Hace dieciséis años yo estaba casado con una mujer muy mala. Se ponía más mala porque yo no ganaba dinero. Ahora tampoco gano dinero pero estoy con una mujer buena. Bueno, resulta que una amiga de la mujer mala un día cumple años. La fiesta es de noche, un sábado. Ese sábado, como siempre, yo no tenía dinero. Contento le propongo a mi mujer ir sin llevar ningún regalo. No quiero decir, por hombre, las cosas que ella me dijo. Le propongo regalarle flores. Tampoco diré las cosas que ella me dijo, mejor dicho que me gritó. A eso de las once de la noche, los dos emperifollados y ella llorando, fuimos a tomar el colectivo. Mientras caminábamos, veo una florería abierta. Iluminado, entré. Conté el dinero que tenía calculado para la vuelta en taxi. Me alcanzaba para diez gladiolos. Eso sí, el paquete que me hizo la empleada era un primor.
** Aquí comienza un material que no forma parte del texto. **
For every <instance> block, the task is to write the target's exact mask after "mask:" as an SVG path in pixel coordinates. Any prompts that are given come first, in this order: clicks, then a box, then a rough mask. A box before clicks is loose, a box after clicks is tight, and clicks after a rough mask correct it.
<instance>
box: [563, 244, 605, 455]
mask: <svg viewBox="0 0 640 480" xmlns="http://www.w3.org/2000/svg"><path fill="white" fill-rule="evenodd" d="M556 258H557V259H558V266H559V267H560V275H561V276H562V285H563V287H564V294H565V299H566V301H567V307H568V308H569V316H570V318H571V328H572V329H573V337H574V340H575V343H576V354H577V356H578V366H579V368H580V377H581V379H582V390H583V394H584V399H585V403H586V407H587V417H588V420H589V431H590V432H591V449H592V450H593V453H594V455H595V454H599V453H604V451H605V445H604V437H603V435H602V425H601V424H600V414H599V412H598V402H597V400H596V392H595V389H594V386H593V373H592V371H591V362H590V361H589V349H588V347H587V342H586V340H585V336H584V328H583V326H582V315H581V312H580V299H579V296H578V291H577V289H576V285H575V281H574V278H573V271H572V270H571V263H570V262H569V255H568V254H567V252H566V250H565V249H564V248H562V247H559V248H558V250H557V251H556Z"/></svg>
Mi mujer, estrujando el vanity, lloraba en la puerta. Por fin llegamos a la fiesta. La casa era suntuosa, los regalos, increíbles. El del marido consistía en una chequera de una cuenta abierta a su nombre. Cuando la mujer me vio con el ramito se puso a llorar. Lloraba en serio, sentí sus lágrimas en la cicatriz cuando me abrazó. Nadie le había regalado flores.